US authorities name Chinese firms involved in hacks
U.S. authorities have identified three Chinese companies that benefited from trade secrets stolen from U.S. firms by Chinese military hackers, the Financial Times reports.
Unidentified sources familiar with the indictments of five People’s Liberation Army (PLA) officers told FT that the beneficiaries of the hacked data are China’s largest aluminum company, Chinalco; the large steelmaker, Baosteel; and the nuclear power firm SNPTC.
{mosads} The U.S. Department of Justice accused the Chinese officers of computer hacking and economic espionage directed at six American targets in the energy and manufacturing industries in 2014.
Both Chinalco and Baosteel rejected the accusations of commercial espionage.
“Chinalco is a very responsible firm in these matters,” a spokesman for the company said.
“As a company running based on market rules, Baosteel has all along paid great attention to intellectual property work and protection of intellectual property in its daily operation,” Baosteel said.
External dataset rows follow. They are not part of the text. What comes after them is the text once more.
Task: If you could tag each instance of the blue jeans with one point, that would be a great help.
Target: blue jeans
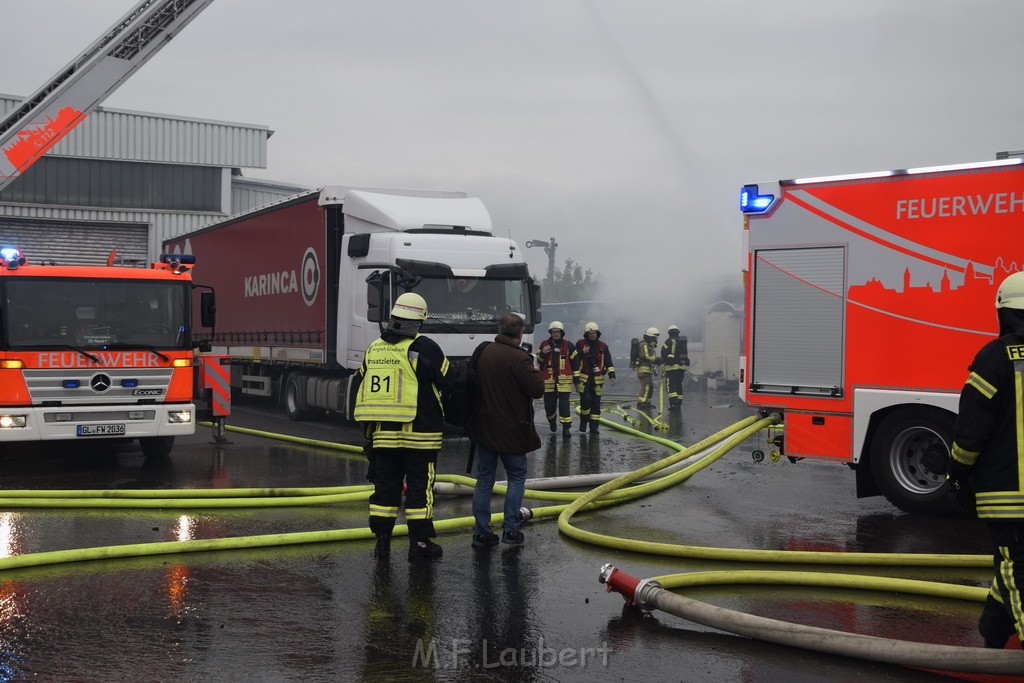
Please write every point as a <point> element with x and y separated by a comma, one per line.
<point>515,470</point>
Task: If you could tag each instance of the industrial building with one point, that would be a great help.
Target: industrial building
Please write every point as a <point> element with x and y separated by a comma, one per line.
<point>127,180</point>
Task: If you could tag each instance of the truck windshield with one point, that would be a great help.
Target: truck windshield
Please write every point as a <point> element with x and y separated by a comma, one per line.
<point>95,313</point>
<point>471,303</point>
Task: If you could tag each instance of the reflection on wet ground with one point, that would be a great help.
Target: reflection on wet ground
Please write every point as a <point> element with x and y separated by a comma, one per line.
<point>333,612</point>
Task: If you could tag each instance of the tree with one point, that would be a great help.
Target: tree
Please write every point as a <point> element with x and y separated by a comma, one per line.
<point>572,283</point>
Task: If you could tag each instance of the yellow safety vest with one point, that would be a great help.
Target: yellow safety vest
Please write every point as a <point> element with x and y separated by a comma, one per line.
<point>390,388</point>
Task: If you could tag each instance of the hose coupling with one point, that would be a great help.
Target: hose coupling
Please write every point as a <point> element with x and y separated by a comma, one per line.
<point>645,594</point>
<point>619,581</point>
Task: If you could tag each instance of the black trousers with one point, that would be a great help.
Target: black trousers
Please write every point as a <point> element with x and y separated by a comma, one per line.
<point>392,468</point>
<point>556,404</point>
<point>1001,614</point>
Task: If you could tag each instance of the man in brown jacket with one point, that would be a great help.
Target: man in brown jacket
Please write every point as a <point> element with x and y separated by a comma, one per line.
<point>503,428</point>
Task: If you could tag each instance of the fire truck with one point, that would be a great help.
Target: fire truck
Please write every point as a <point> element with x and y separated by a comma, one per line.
<point>866,298</point>
<point>95,352</point>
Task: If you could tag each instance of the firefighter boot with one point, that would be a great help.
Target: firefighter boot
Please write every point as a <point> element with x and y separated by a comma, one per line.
<point>424,550</point>
<point>383,548</point>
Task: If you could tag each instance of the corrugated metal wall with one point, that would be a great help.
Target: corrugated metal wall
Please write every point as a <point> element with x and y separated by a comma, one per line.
<point>154,137</point>
<point>160,225</point>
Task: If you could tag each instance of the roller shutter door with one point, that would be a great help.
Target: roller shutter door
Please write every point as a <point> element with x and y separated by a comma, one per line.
<point>799,303</point>
<point>76,243</point>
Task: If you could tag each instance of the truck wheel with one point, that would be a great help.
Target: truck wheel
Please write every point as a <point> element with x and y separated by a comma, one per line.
<point>157,446</point>
<point>909,455</point>
<point>293,403</point>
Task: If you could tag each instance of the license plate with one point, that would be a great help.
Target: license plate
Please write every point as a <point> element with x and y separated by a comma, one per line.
<point>100,430</point>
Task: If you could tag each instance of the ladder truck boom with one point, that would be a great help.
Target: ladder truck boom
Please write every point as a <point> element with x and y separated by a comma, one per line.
<point>75,91</point>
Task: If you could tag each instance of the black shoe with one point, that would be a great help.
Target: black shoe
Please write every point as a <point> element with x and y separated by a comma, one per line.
<point>486,540</point>
<point>426,550</point>
<point>383,548</point>
<point>515,538</point>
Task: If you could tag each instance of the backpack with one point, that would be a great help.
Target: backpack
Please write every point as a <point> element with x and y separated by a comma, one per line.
<point>462,396</point>
<point>634,352</point>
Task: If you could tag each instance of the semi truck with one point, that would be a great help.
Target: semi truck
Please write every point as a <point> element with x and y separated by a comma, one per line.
<point>305,284</point>
<point>97,352</point>
<point>866,297</point>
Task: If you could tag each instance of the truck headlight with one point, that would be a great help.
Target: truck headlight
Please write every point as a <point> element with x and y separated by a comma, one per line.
<point>11,421</point>
<point>179,417</point>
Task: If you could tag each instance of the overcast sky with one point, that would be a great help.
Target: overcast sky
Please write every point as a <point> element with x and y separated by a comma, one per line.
<point>623,129</point>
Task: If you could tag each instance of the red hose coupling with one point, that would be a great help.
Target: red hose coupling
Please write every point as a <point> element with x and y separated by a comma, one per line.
<point>619,581</point>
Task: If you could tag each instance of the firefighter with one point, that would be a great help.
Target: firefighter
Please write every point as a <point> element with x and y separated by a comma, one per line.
<point>397,398</point>
<point>676,361</point>
<point>559,369</point>
<point>595,365</point>
<point>647,361</point>
<point>988,452</point>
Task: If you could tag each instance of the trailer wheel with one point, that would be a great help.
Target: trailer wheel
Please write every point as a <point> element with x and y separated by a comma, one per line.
<point>909,456</point>
<point>293,398</point>
<point>157,446</point>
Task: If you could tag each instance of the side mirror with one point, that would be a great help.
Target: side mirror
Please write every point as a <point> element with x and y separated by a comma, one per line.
<point>375,297</point>
<point>535,295</point>
<point>208,309</point>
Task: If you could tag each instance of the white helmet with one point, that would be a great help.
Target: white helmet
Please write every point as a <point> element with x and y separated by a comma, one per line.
<point>410,306</point>
<point>1011,292</point>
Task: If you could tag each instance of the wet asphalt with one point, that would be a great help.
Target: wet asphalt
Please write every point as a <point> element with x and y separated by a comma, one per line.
<point>537,612</point>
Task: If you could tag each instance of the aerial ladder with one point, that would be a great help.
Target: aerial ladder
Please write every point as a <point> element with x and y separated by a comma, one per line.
<point>32,128</point>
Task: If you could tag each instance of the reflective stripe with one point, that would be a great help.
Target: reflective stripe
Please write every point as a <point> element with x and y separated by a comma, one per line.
<point>407,438</point>
<point>428,511</point>
<point>383,511</point>
<point>390,388</point>
<point>979,383</point>
<point>1013,599</point>
<point>1019,416</point>
<point>962,456</point>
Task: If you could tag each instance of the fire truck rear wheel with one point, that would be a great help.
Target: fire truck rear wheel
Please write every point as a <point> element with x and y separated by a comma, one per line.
<point>157,446</point>
<point>909,455</point>
<point>293,398</point>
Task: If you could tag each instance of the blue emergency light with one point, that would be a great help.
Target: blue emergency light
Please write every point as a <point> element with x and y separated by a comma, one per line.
<point>11,257</point>
<point>753,202</point>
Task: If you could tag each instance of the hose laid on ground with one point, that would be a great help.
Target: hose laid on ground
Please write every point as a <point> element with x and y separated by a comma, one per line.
<point>904,653</point>
<point>608,494</point>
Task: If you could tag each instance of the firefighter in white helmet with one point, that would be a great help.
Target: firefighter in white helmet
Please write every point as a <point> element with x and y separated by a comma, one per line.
<point>647,360</point>
<point>559,366</point>
<point>397,398</point>
<point>595,365</point>
<point>674,356</point>
<point>988,454</point>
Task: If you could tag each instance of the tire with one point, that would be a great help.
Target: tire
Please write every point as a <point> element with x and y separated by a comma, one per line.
<point>293,398</point>
<point>909,456</point>
<point>157,446</point>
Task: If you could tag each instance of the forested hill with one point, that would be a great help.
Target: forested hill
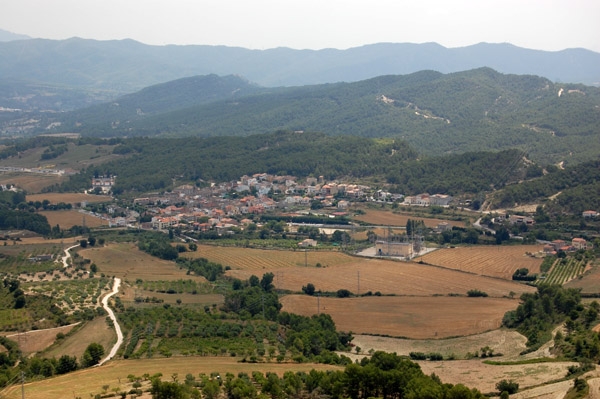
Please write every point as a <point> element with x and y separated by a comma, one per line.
<point>151,164</point>
<point>165,97</point>
<point>125,66</point>
<point>478,110</point>
<point>574,190</point>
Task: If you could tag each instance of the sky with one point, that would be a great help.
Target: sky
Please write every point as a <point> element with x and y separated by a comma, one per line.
<point>312,24</point>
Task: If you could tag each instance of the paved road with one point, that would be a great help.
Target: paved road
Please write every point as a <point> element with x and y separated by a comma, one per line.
<point>112,316</point>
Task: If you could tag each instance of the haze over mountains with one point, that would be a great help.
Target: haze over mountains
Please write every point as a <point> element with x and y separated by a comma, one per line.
<point>126,66</point>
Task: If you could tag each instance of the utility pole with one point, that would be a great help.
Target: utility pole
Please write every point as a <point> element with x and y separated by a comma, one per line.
<point>319,303</point>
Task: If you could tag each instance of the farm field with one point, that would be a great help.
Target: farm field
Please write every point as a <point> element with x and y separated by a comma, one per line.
<point>126,261</point>
<point>589,283</point>
<point>475,373</point>
<point>388,218</point>
<point>411,317</point>
<point>68,198</point>
<point>88,382</point>
<point>342,271</point>
<point>69,218</point>
<point>509,343</point>
<point>494,261</point>
<point>564,270</point>
<point>77,157</point>
<point>38,340</point>
<point>31,182</point>
<point>96,330</point>
<point>260,259</point>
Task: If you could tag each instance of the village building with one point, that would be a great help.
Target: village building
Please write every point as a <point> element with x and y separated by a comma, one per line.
<point>397,249</point>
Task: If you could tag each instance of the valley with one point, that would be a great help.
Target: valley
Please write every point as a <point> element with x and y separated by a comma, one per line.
<point>301,241</point>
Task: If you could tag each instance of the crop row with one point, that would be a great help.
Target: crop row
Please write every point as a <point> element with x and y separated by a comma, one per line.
<point>563,271</point>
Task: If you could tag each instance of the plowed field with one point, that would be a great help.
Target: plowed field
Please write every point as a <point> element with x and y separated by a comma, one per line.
<point>401,316</point>
<point>68,198</point>
<point>355,274</point>
<point>495,261</point>
<point>70,218</point>
<point>387,218</point>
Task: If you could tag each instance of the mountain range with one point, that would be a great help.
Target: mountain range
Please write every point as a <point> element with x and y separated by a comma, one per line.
<point>126,66</point>
<point>477,110</point>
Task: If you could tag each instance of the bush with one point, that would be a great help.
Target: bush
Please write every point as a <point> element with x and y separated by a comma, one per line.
<point>507,386</point>
<point>476,293</point>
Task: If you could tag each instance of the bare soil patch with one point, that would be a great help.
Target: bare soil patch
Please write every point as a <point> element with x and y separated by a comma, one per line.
<point>476,374</point>
<point>357,274</point>
<point>495,261</point>
<point>68,198</point>
<point>126,261</point>
<point>69,218</point>
<point>38,340</point>
<point>502,341</point>
<point>262,259</point>
<point>403,316</point>
<point>82,383</point>
<point>96,330</point>
<point>32,182</point>
<point>388,218</point>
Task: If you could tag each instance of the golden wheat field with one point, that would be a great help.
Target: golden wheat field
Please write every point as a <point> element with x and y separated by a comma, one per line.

The Obama administration has threatened to slap sanctions on Chinese firms that benefit from commercial hacking, but many observers expect that the administration will wait to see if a newly inked agreement with Chinese President Xi Jinping will bear fruit.
In the first significant dialogue on cybersecurity between the two countries since the indictments, President Obama and Xi agreed that neither country would conduct or support hacks on private companies. Those indictments had earlier prompted Beijing to pull out of a working group with the U.S.
The U.S. and China agreed to “step up crime cases, investigation assistance and information sharing,” Xi said. “Both governments will not engage in or support online theft of intellectual property.”
Obama made clear following the agreement that economic penalties were still on the table if Beijing did not stem the onslaught of cyberattacks on U.S. firms.
“This is progress, but I have to insist that our work is not yet done,” Obama said. “I believe we can expand our cooperation in this area even as the United States will continue to use all the tools at our disposal to protect American companies, citizens and interests.”
Lawmakers have expressed doubt that China will uphold its end of the bargain and growing frustration with what some see as a soft approach by the Obama administration.
“In light of its many long-running cyber-theft enterprises, there is little reason to believe China will live up to its commitments,” said House Intelligence Committee Chairman Devin Nunes (R-Calif.). “These cyberattacks will almost certainly continue until the Obama administration puts forward a credible deterrence policy.”
The PLA indictment names the victims as Westinghouse Electric, U.S. subsidiaries of SolarWorld, U.S. Steel, Allegheny Technologies and Alcoa, a steel and manufacturing giant.